The Day of reckoning
No one can deny the numbers of a declining national lamb crop with the over-capacity of processing plants set to collide as the day of reckoning looms closer for New Zealand’s red meat sector. Words Tony Leggett.

The optimists are quick to point to a ‘slowing’ of the sharply declining trend in ewe numbers over successive years and an increase in hogget numbers as a signal that farmer confidence is returning to lamb production.
Beef + Lamb New Zealand’s (B+LNZ) Stock Number Survey to 30 June 2025, released in August, confirmed another 1.9% drop in breeding ewe numbers to 14.28 million head (see Figure 1).
But the reality is the 1.7% increase in hogget numbers is driven by trading stock, not ewe hoggets destined to be retained as replacements. The number of hoggets on hand at 30 June was lower in all regions except for the East Coast and Marlborough-Canterbury.
More troubling is B+LNZ’s forecast for the 2025 spring lamb crop.
Although the tally will likely be boosted by more lambs from ewe hoggets and a small increase in the average ewe lambing percentage, it is forecast to reach only 19.29 million head, down nearly 120,000 head on top of a 1.2 million reduction in lambs the previous year.
B+LNZ Chair Kate Acland said farmers had added more beef cattle at the expense of ewes, but the loss of hill-country farms to forestry is creating ongoing concerns for the sector’s long-term viability.
Kate also said the continuing decline in ewes and lamb crop is already having major consequences.
“This (ewe number and lamb crop decline) will only exacerbate already tight supply.”
She has repeatedly called on the government to do more to restrict whole-farm sales for entry into the Emissions Trading Scheme (ETS).

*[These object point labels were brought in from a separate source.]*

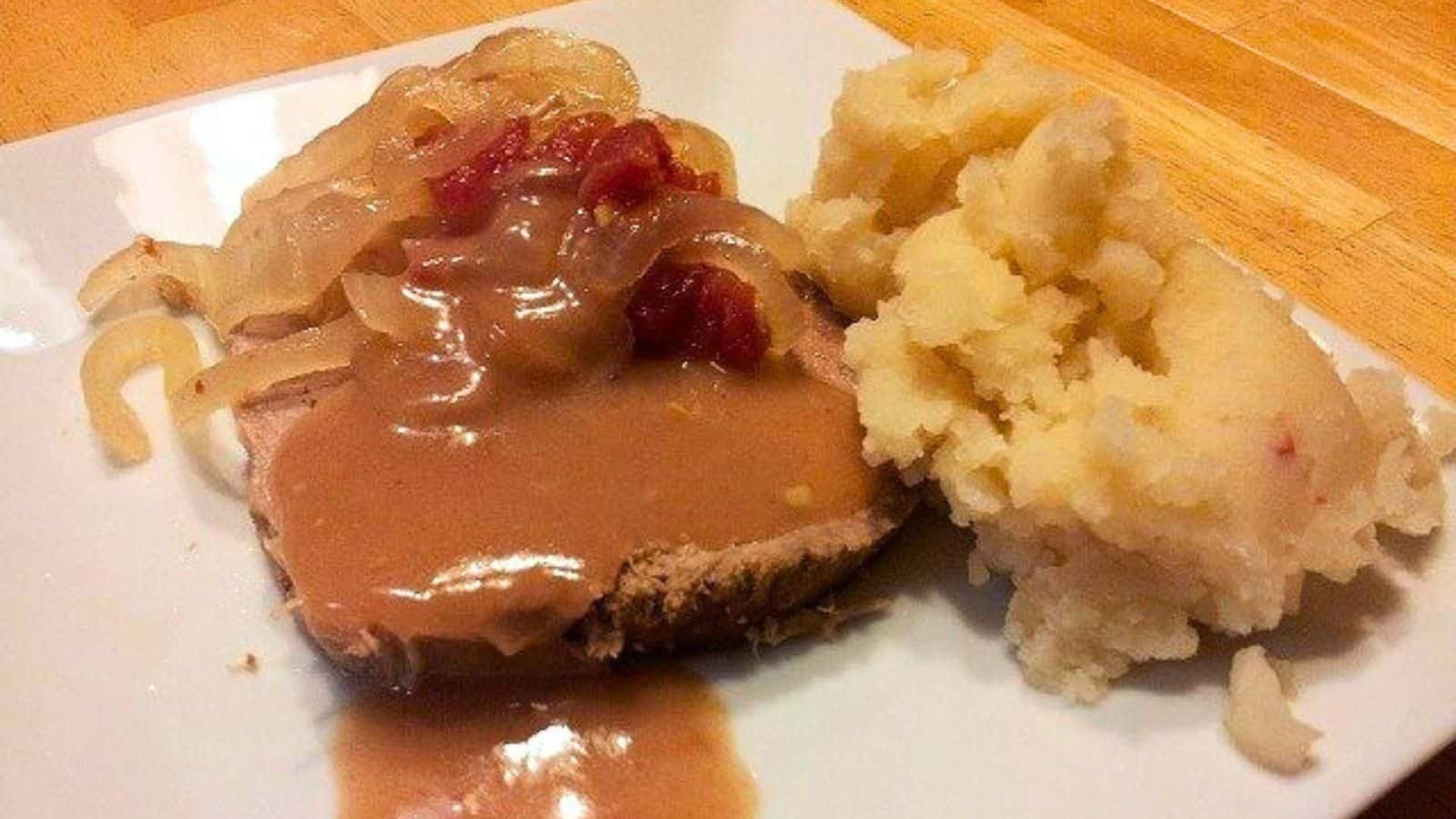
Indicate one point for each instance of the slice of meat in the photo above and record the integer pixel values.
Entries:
(662, 599)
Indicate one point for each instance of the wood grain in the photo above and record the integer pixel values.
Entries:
(1317, 138)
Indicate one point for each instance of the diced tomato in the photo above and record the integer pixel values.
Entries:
(463, 191)
(698, 312)
(575, 136)
(625, 165)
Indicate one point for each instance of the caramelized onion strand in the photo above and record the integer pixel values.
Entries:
(114, 358)
(247, 375)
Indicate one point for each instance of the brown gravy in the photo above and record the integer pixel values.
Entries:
(642, 745)
(507, 532)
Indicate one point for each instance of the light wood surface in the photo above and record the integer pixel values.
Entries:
(1317, 138)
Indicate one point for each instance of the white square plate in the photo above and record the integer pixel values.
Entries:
(126, 595)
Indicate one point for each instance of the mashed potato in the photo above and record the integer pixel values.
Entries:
(1140, 436)
(1259, 720)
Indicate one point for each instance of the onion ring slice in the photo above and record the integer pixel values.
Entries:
(239, 378)
(114, 358)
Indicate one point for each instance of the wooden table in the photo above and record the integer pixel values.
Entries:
(1317, 138)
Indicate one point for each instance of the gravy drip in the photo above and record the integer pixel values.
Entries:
(640, 745)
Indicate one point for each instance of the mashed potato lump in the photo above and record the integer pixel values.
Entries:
(1140, 436)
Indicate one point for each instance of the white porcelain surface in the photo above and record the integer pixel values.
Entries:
(126, 595)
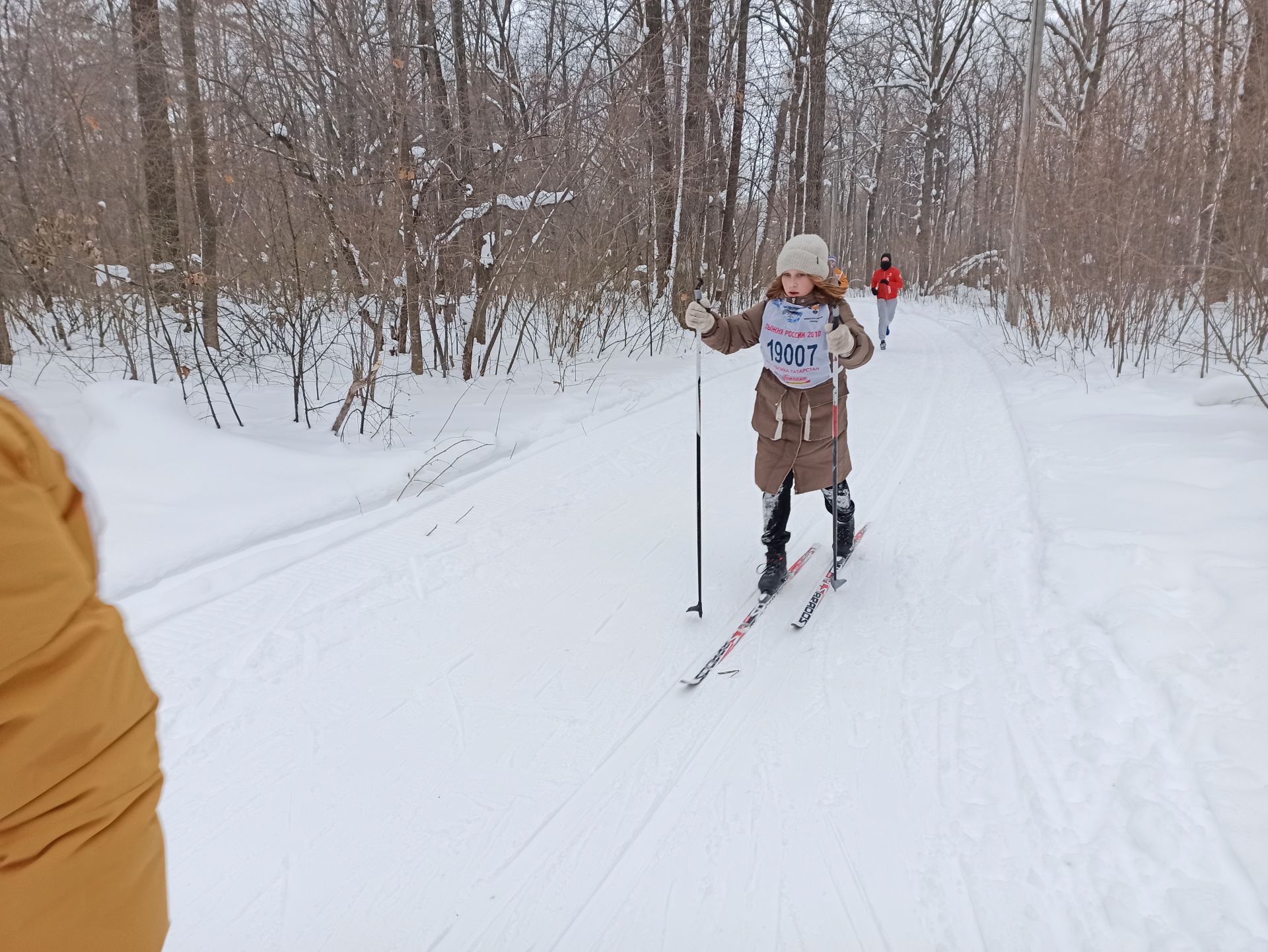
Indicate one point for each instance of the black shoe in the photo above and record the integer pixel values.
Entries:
(775, 572)
(846, 534)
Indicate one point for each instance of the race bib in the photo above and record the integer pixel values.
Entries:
(794, 343)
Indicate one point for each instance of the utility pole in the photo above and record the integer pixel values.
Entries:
(1024, 146)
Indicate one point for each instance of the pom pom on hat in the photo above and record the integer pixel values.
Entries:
(804, 253)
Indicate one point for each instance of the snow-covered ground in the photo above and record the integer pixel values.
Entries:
(1034, 719)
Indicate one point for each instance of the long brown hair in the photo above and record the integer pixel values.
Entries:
(824, 292)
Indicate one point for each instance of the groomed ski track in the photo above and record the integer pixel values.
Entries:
(466, 730)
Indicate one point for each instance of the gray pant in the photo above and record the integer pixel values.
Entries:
(886, 315)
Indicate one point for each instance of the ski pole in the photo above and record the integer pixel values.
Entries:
(699, 607)
(836, 402)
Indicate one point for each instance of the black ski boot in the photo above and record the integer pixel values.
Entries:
(775, 572)
(846, 533)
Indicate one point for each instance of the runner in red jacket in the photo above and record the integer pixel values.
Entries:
(887, 282)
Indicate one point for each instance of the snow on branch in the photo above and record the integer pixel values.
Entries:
(516, 203)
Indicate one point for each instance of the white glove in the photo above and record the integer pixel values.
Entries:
(841, 341)
(697, 317)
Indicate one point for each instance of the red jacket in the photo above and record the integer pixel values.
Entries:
(887, 290)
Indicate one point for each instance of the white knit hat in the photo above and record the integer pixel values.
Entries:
(804, 253)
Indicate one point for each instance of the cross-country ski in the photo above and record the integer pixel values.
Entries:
(742, 629)
(833, 573)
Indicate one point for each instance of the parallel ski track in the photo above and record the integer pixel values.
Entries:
(880, 475)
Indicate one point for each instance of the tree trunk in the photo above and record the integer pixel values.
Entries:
(816, 125)
(1238, 230)
(405, 176)
(693, 176)
(662, 140)
(5, 344)
(727, 257)
(460, 74)
(796, 146)
(202, 169)
(763, 236)
(160, 168)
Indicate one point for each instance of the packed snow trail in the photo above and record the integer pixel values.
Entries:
(464, 730)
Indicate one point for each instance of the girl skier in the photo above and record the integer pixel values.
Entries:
(887, 282)
(792, 415)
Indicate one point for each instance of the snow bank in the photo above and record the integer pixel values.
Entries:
(1152, 493)
(1226, 388)
(168, 491)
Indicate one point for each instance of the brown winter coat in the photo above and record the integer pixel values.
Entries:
(794, 428)
(81, 855)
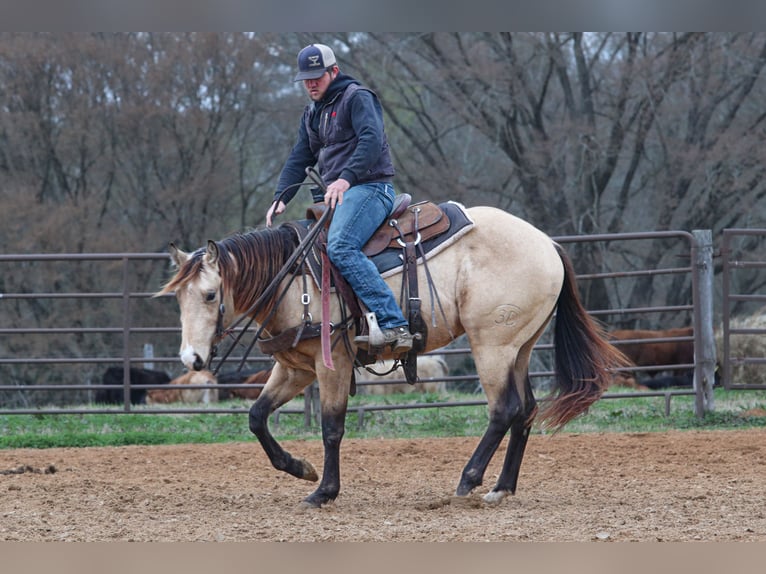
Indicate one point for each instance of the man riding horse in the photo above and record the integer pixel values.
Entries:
(341, 131)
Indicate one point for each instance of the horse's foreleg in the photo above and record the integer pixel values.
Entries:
(333, 428)
(333, 393)
(279, 457)
(280, 388)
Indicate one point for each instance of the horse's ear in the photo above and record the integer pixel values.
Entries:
(178, 257)
(212, 252)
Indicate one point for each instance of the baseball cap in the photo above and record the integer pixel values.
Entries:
(313, 60)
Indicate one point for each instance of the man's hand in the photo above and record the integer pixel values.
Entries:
(335, 191)
(275, 209)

“Our conservative estimate is that 2.6 million stock units have been lost to afforestation since 2017, and afforestation is responsible for 78% of the total reduction in sheep and beef stock numbers since 2017.
In spite of gathering widespread farmer support for an Alliance-Silver Fern Farms merger at the time, it withered from a combination of apathy and lack of support from government.
The government has set a goal of doubling exports by 2034, and sheep and beef farmers will be essential to achieving this goal. Nearly 20% of New Zealand’s export earnings – $10.4 billion in 2024 – come from the red meat sector.
“We can’t double exports if we’ve planted our best farmland in pine trees. We’re calling on the government to do more to restrict whole-farm sales for entry into the ETS.”
Kate’s organisation’s views are echoed by Federated Farmers which says the government’s proposed rules to limit whole-farm conversions to carbon forestry are far too weak to stop the damage being done to rural New Zealand.
“The draft rules have completely missed the mark,” says Marlborough farmer and Federated Farmers forestry spokesperson Richard Dawkins.
“As they’re currently drafted, the proposed regulations will barely make a dent in the number of whole-farm conversions to carbon forestry.”
He says the system allows big urban emitters to buy their way out of reducing emissions while rural communities shoulder the long-term costs and consequences.
“Once you lose a productive sheep and beef farm to carbon forestry, it’s gone for good. Red meat is a cornerstone of our export economy. With strong prices and advances in genetics, pasture management and technology, we should be focused on improving productivity and lifting output – not losing ground.”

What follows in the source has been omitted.